While traditional Learning to Rank (LTR) models rely on manually annotated labels for supervision, click-based LTR models harness user interaction logs as a guiding resource (Joachims, 2002). Initially, these models were grounded in an online dueling-bandit framework (Schuth et al., 2016; Yue and Joachims, 2009), evolving later to an online pairwise method (Oosterhuis and de Rijke, 2018) for unbiased pairwise optimization in LTR. However, that click data are not entirely reliable indicators of user preference due to various influencing factors beyond just preference (Joachims et al., 2005; Radlinski et al., 2008). Addressing this, Yuan et al. (2023) and later Joachims et al. (2017) developed the first theoretically unbiased LTR method, based on the premise that a user’s likelihood of examining an item is tied to its rank position, with clicks primarily on items that are examined (Craswell et al., 2008; Wang et al., 2018a). They employed counterfactual IPS estimation (ROSENBAUM and Rubin, 1983) to adjust for the biases inherent in these examination probabilities. IPS-based approaches, combating biases like position bias (Joachims et al., 2005), trust bias (Agarwal et al., 2019), and selection bias (Oosterhuis and de Rijke, 2020), are prevalent in Information Retrieval (IR). Oosterhuis and de Rijke (2021) enhanced these methods, accounting for potential changes in the logging policy during data collection. Despite their widespread use, IPS methods do grapple with high variance issues (Gupta et al., 2023). This opens avenues for future research into alternative bias mitigation techniques, such as the doubly-robust method (Oosterhuis, 2023). Sample-based approximation (Oosterhuis, 2021; Ustimenko and Prokhorenkova, 2020) are typically employed in LTR scenarios where relevance is clearly established. Notably, Oosterhuis (2021) recently introduced the PL-Rank method, an efficient approach for unbiased gradient estimation based on sampled rankings. Click-based LTR models aim to derive unbiased ranking models from inherently biased user behavior data, demonstrating efficiency in unbiased learning to rank area. However, our research doesn’t primarily focus on the bias in data collection or usage. Instead, we concentrate on the application of meta-learning techniques to train robust LTR-based models effectively, particularly in scenarios characterized by sparse data sets.

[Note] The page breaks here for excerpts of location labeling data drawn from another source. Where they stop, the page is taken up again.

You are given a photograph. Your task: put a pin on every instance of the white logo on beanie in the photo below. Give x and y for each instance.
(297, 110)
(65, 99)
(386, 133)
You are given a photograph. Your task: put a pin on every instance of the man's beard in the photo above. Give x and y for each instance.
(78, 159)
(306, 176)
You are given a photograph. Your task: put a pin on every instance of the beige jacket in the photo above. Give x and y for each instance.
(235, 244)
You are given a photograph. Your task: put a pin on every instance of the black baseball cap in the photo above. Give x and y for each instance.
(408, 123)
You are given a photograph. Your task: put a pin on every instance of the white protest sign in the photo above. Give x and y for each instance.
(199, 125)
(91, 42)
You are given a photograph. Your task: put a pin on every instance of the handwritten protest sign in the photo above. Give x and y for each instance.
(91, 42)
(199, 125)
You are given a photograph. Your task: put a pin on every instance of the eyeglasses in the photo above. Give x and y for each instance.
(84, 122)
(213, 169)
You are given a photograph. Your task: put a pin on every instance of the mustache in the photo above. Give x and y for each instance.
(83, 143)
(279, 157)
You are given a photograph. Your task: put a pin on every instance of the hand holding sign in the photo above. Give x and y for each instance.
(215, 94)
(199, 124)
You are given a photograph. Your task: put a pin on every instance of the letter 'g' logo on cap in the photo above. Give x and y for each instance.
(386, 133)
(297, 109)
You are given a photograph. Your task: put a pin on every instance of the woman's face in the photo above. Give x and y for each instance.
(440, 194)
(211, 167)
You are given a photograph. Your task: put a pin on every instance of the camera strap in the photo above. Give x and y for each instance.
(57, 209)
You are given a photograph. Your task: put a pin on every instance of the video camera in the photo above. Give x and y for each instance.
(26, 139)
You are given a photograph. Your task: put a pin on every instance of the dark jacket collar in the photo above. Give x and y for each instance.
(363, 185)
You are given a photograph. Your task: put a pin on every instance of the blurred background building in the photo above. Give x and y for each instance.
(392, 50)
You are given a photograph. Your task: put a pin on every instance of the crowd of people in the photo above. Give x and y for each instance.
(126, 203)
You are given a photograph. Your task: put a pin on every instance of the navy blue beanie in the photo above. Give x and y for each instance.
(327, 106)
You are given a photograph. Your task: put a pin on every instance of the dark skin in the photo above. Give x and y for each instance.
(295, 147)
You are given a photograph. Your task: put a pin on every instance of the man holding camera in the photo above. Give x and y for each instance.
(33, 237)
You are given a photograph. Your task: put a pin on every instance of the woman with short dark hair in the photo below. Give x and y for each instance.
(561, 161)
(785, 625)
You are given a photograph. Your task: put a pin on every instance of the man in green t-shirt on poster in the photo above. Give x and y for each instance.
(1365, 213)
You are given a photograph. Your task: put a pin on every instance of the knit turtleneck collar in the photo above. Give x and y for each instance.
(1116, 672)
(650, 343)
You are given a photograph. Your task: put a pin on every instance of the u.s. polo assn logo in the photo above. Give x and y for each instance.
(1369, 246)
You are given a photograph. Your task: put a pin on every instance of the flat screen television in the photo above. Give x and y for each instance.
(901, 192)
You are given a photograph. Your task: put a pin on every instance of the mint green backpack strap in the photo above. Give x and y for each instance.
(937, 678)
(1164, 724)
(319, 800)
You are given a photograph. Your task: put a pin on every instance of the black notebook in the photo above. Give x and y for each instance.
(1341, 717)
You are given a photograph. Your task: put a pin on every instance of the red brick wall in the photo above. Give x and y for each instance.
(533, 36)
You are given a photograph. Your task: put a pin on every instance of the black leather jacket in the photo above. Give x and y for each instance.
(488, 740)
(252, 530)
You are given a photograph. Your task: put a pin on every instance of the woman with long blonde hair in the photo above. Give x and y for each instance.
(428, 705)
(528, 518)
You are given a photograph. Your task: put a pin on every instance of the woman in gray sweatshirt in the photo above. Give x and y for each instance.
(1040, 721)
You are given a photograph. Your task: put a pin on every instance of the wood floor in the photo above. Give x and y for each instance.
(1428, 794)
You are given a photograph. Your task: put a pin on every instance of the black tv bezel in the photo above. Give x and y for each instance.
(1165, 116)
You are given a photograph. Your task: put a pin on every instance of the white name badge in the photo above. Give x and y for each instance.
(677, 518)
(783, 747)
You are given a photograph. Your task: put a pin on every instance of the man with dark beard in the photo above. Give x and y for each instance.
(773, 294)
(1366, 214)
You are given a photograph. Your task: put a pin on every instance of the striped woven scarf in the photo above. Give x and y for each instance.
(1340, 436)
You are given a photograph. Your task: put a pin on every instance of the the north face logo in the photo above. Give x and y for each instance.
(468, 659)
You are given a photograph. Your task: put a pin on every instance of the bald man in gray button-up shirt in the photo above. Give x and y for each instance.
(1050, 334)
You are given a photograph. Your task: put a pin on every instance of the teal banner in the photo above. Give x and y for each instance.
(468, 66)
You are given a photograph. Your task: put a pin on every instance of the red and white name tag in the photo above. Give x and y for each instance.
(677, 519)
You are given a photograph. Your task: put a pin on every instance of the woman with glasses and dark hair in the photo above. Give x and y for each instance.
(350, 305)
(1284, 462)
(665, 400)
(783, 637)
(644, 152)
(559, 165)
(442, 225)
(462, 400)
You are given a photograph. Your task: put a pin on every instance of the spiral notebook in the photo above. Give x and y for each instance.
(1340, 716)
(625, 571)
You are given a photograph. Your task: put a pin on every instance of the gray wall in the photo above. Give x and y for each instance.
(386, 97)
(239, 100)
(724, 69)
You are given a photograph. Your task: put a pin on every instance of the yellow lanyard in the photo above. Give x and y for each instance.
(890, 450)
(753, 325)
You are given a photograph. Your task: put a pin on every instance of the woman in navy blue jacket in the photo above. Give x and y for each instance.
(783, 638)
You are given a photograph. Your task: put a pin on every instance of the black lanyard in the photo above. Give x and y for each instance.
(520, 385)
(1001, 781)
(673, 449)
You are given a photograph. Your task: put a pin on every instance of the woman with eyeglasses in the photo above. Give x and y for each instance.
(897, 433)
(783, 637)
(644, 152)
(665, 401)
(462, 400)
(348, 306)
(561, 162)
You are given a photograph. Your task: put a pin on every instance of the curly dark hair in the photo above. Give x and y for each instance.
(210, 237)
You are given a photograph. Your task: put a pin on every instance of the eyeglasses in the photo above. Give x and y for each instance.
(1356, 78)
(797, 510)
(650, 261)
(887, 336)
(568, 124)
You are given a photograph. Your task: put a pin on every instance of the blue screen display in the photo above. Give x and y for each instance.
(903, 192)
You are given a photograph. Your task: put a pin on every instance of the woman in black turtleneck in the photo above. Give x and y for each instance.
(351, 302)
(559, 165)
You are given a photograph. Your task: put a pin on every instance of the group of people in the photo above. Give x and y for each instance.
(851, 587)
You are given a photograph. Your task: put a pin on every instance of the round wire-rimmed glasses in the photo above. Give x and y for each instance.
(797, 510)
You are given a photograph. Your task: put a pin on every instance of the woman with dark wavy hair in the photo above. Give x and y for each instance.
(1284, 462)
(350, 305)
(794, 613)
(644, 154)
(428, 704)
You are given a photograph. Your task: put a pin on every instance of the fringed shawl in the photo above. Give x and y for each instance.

On the other hand, some works implement online LTR methods. For instance, Yue and Joachims (2009) introduced the first online learning to rank method, which utilizes online evaluation by sampling model variants and comparing them with interleaving to identify better rankers, thereby improving the entire system. Hofmann et al. (2013) extended this by guiding exploration through reusing previous interactions. However, these approaches are not always efficient and sometimes their performance at convergence is much worse than offline approaches, especially in online settings where performance cannot be measured, making early-stopping unfeasible (Schuth et al., 2016). Addressing these issues, our MLTR model can ensure more efficient optimization of traditional ranking model and keep stable model generalization with low computational cost in sparse data experimental settings.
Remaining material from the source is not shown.